Liz is highly invested in her church Parish. Not only do she and her husband help prepare couples for marriage in the Catholic faith, but she is also helping to lead the Capital Campaign for the Holy Name of Jesus. She has volunteered over the years with Boys Hope Girls Hope in a variety of ways from helping to fundraise to welcoming the kids into their home annually to see the Muses Parade, and she has helped raise funds for Café Reconcile. She believes her most important community service is her involvement in the racial reconciliation in Bayou Teche. Her training in the League has helped her become a servant leader, and she strongly believes we are led to where we are supposed to be.

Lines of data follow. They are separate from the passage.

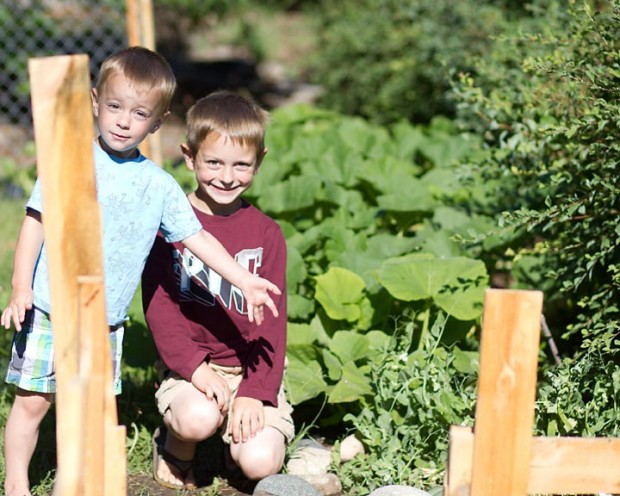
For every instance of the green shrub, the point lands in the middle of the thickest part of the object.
(393, 59)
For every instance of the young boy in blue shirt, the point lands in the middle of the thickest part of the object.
(225, 376)
(131, 99)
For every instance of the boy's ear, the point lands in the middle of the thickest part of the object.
(94, 99)
(159, 122)
(259, 161)
(188, 156)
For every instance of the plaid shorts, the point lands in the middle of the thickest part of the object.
(32, 355)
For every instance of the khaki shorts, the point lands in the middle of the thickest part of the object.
(277, 417)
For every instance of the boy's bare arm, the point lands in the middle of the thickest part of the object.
(255, 289)
(247, 418)
(215, 388)
(29, 243)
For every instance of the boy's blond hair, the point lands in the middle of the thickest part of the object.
(231, 115)
(145, 69)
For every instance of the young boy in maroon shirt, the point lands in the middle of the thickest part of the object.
(224, 374)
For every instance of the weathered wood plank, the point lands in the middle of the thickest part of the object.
(60, 89)
(557, 465)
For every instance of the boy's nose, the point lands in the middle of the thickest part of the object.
(123, 121)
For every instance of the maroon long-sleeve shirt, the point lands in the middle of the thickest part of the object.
(195, 315)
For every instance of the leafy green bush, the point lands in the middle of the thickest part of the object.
(393, 59)
(370, 215)
(549, 109)
(404, 424)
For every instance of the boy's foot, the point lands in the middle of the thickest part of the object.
(17, 491)
(168, 470)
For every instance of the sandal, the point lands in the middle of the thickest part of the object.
(184, 467)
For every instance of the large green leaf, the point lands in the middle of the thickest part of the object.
(340, 292)
(296, 193)
(408, 194)
(456, 285)
(349, 346)
(295, 269)
(305, 334)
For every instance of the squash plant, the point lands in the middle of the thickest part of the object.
(372, 217)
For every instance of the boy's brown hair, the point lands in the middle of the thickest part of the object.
(228, 114)
(145, 69)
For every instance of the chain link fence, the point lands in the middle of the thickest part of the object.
(38, 28)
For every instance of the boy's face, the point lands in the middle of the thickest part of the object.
(125, 116)
(224, 170)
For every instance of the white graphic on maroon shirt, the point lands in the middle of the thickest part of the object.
(199, 282)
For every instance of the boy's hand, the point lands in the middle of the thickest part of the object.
(206, 380)
(255, 290)
(247, 418)
(20, 303)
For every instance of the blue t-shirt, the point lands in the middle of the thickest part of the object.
(137, 199)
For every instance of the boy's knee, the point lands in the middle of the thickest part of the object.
(260, 461)
(32, 404)
(195, 424)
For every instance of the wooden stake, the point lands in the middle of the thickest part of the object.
(557, 465)
(506, 392)
(141, 32)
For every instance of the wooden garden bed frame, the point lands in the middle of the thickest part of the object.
(499, 457)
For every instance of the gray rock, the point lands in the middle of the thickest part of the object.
(284, 485)
(395, 490)
(309, 457)
(326, 484)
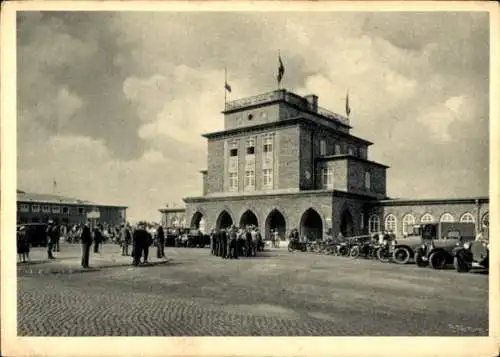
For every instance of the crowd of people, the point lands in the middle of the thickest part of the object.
(234, 242)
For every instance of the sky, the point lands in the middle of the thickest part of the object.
(112, 105)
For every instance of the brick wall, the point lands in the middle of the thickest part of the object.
(260, 115)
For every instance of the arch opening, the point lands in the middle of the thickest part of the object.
(275, 221)
(346, 224)
(311, 225)
(224, 220)
(248, 219)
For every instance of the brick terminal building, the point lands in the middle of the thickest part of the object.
(36, 207)
(283, 162)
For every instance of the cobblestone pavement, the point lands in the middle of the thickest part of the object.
(277, 294)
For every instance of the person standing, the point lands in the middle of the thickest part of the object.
(51, 236)
(125, 238)
(86, 241)
(97, 238)
(160, 238)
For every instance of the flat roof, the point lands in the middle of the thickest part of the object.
(32, 197)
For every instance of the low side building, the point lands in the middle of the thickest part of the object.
(36, 207)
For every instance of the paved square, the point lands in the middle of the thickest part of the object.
(278, 294)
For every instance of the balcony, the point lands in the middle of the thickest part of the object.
(288, 97)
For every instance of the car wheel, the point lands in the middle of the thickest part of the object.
(460, 265)
(401, 255)
(418, 259)
(437, 260)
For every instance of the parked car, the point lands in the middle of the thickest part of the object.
(36, 233)
(470, 255)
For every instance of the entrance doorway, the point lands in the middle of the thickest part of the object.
(311, 225)
(248, 219)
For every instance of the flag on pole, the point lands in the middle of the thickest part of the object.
(281, 69)
(347, 107)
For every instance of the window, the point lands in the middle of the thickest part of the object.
(327, 177)
(268, 144)
(251, 146)
(373, 224)
(391, 223)
(268, 177)
(249, 179)
(322, 148)
(367, 180)
(408, 220)
(233, 181)
(467, 218)
(447, 218)
(427, 218)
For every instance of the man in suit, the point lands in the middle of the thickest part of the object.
(86, 240)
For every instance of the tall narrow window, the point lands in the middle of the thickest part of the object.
(268, 178)
(233, 181)
(374, 223)
(322, 147)
(368, 183)
(250, 146)
(267, 144)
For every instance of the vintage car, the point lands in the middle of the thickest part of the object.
(36, 233)
(474, 254)
(423, 234)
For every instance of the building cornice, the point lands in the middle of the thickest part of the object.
(351, 157)
(282, 123)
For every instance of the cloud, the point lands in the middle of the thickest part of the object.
(118, 101)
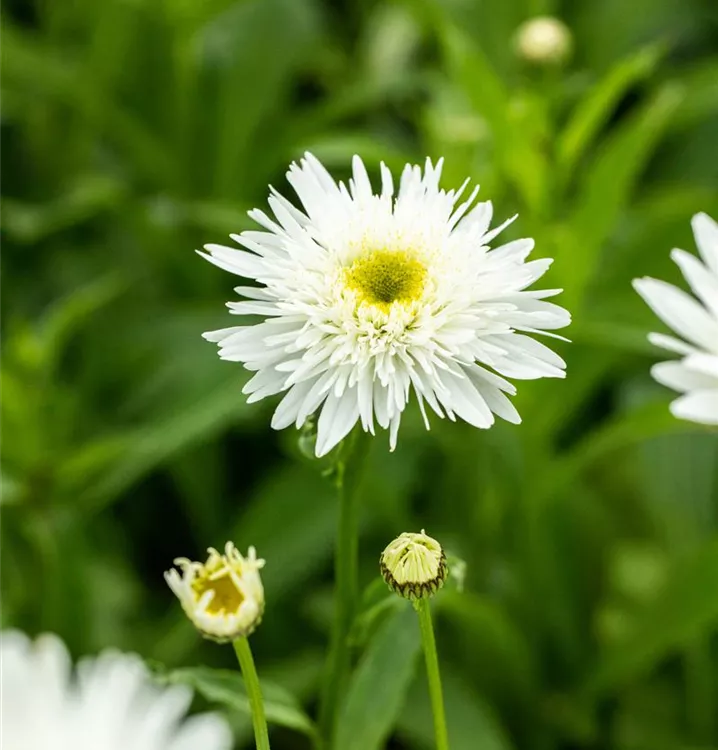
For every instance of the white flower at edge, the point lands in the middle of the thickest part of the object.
(224, 596)
(366, 298)
(695, 320)
(107, 703)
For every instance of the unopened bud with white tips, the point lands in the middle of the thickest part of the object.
(414, 565)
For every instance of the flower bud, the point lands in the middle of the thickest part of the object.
(223, 597)
(544, 40)
(414, 566)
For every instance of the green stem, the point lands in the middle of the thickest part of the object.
(432, 671)
(346, 587)
(254, 692)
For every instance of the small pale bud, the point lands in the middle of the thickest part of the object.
(414, 566)
(544, 40)
(224, 596)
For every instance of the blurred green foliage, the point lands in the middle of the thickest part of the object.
(135, 130)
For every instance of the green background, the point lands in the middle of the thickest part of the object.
(134, 131)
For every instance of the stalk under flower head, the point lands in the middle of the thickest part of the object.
(224, 596)
(695, 320)
(366, 298)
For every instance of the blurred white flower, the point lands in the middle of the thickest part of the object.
(695, 320)
(224, 596)
(544, 40)
(367, 297)
(108, 703)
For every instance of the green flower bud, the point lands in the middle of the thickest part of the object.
(544, 40)
(414, 566)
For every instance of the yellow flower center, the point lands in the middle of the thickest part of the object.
(227, 597)
(383, 277)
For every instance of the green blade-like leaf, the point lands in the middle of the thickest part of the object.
(685, 608)
(470, 721)
(227, 688)
(607, 188)
(596, 108)
(379, 685)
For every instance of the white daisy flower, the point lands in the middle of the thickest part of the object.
(695, 320)
(365, 298)
(224, 596)
(107, 703)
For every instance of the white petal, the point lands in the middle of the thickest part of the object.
(679, 310)
(670, 343)
(702, 281)
(697, 406)
(338, 416)
(677, 376)
(705, 231)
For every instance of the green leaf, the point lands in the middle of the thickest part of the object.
(227, 688)
(130, 455)
(510, 120)
(379, 685)
(469, 719)
(685, 608)
(592, 113)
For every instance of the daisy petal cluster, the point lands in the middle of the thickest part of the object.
(223, 596)
(107, 703)
(364, 299)
(695, 320)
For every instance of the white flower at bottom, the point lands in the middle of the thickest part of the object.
(224, 596)
(366, 298)
(108, 703)
(695, 320)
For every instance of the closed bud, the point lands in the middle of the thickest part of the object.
(414, 566)
(544, 40)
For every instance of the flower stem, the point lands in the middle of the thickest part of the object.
(254, 692)
(432, 671)
(346, 588)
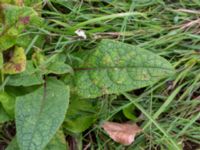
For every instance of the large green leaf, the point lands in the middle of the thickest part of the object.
(40, 114)
(115, 67)
(81, 114)
(57, 143)
(29, 77)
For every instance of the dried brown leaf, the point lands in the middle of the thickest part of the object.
(123, 133)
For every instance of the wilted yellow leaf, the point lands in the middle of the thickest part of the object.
(123, 133)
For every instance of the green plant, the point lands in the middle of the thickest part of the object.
(38, 86)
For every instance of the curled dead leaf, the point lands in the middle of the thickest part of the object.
(123, 133)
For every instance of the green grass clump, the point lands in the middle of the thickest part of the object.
(168, 111)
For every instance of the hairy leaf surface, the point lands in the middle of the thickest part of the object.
(115, 67)
(39, 114)
(29, 77)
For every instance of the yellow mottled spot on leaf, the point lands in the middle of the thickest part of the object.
(17, 62)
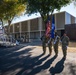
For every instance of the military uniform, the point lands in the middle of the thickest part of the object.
(48, 41)
(65, 43)
(56, 42)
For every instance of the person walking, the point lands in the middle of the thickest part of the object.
(56, 43)
(65, 43)
(48, 41)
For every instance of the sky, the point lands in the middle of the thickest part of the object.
(71, 9)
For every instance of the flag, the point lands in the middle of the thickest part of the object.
(53, 27)
(48, 28)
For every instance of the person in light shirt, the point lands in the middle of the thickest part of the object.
(56, 43)
(65, 43)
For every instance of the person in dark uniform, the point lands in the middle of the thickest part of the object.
(48, 41)
(65, 43)
(56, 43)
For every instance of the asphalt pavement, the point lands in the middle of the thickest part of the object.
(28, 59)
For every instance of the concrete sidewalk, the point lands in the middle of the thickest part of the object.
(27, 59)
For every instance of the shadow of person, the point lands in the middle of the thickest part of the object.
(44, 66)
(58, 67)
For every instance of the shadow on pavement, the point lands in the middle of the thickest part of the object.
(13, 58)
(58, 68)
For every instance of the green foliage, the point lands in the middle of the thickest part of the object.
(45, 7)
(10, 9)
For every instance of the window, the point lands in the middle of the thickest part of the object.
(67, 18)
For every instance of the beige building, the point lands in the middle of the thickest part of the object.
(33, 29)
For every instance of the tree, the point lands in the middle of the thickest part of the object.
(10, 9)
(45, 7)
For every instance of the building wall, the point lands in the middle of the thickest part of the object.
(60, 20)
(34, 28)
(71, 31)
(72, 19)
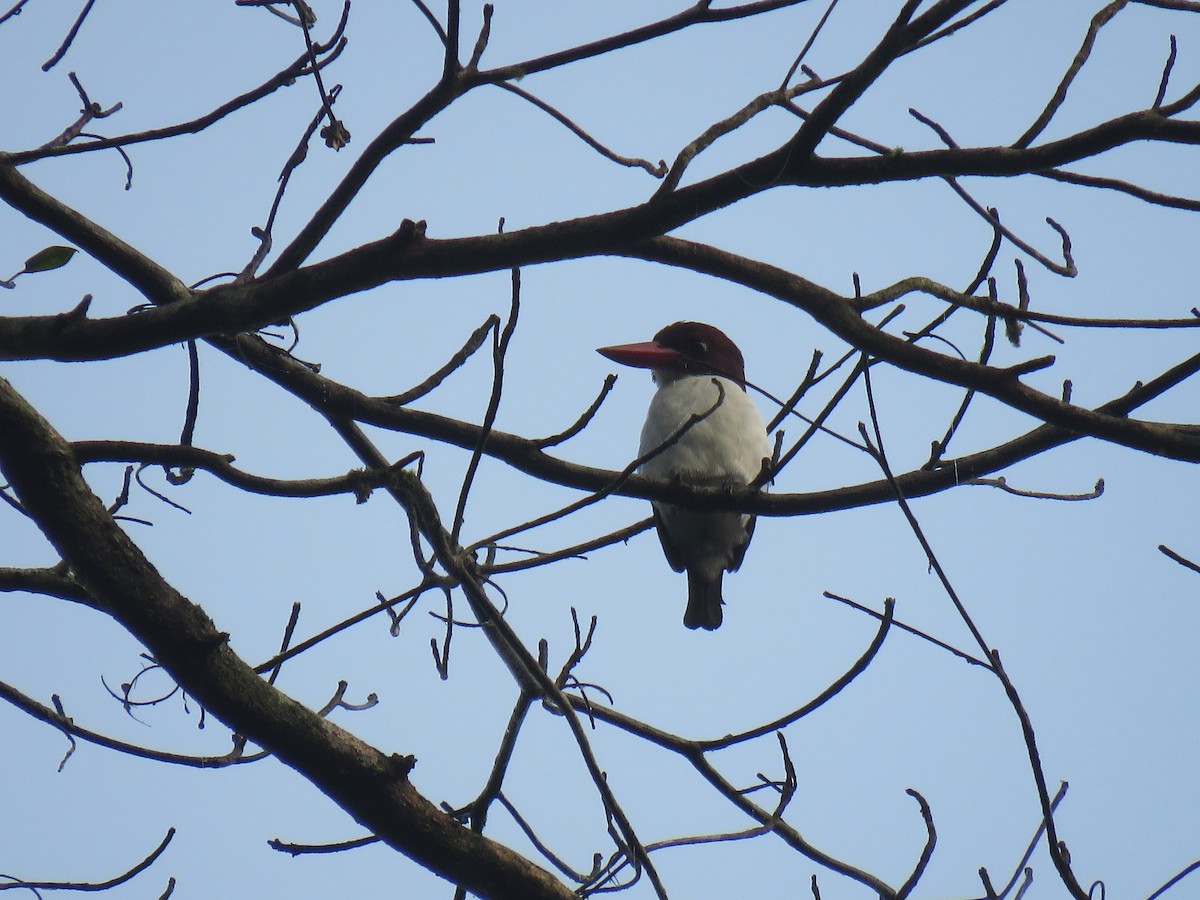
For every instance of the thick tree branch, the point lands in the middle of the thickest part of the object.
(370, 785)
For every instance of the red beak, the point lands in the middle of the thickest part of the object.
(642, 355)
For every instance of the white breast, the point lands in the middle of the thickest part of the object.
(726, 447)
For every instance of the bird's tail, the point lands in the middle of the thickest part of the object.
(703, 600)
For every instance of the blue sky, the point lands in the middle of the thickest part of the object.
(1096, 627)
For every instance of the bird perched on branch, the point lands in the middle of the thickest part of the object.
(701, 430)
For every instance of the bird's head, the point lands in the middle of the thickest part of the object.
(681, 349)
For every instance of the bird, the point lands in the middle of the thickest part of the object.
(699, 372)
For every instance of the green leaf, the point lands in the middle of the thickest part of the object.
(49, 258)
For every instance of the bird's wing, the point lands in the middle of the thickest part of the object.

When asked why the Junior League was important to our community, she doesn’t hesitate. “We train women volunteers to become leaders – whether they are on a nonprofit board or in a corporate boardroom. And the training is second to none. You can always tell when you are meeting someone who’s been trained by the Junior League.”
Liz takes extreme pride in the fact that the Junior League of New Orleans has reached its 99th year. After Hurricane Katrina, Anne Dalton with the Association of Junior Leagues International told her the most important job was to ensure the survival of JLNO. And that’s what the Board of Directors did. They set about ensuring the Junior League of New Orleans would still be here for their 99th anniversary. Liz says, “I am so grateful my board and I played a role in making sure we would still be here to mark this celebration.”
As a Sustainer, she expresses how much she loves being part of the Sustainer’s Garden Club. “I did not think I would ever be in a Sustainer club, but I love spending time with these women. I love that – after all the work associated with your active years – there’s still this great opportunity to really have fun and learn things together.”
Liz believes it is critically important for JLNO to continue bringing women together through training and voluntarism. She speaks directly to the variety of opportunities offered to League members, any one of which could prove to have life-changing impacts. She admits some of her fondest memories were made simply by folding clothes at Bloomin’ Deals Thrift Shop with a fellow provisional – a woman who ended up becoming one of her closest friends.
One of the most impactful moments she experienced during her time in JLNO was standing up at the Annual Conference after Hurricane Katrina and inviting the entire membership to come to New Orleans to help with a rebuilding project. She said, “Wendy Barron and Ellen Coleman, my two immediate predecessors and mentors, came on board and the three of us co-chaired the League’s Rebuilding New Orleans Project. It was such an extraordinary experience.”
Liz is grateful for the lessons she learned and the opportunities that have come her way due to her involvement in the Junior League of New Orleans. She is always willing to answer that phone call, text, or email that says, “Liz, would you be willing to…”. It’s that everlasting willingness to serve along with her convivial personality that makes The Junior League of New Orleans proud to call Liz Creel our Sustainer of the Year.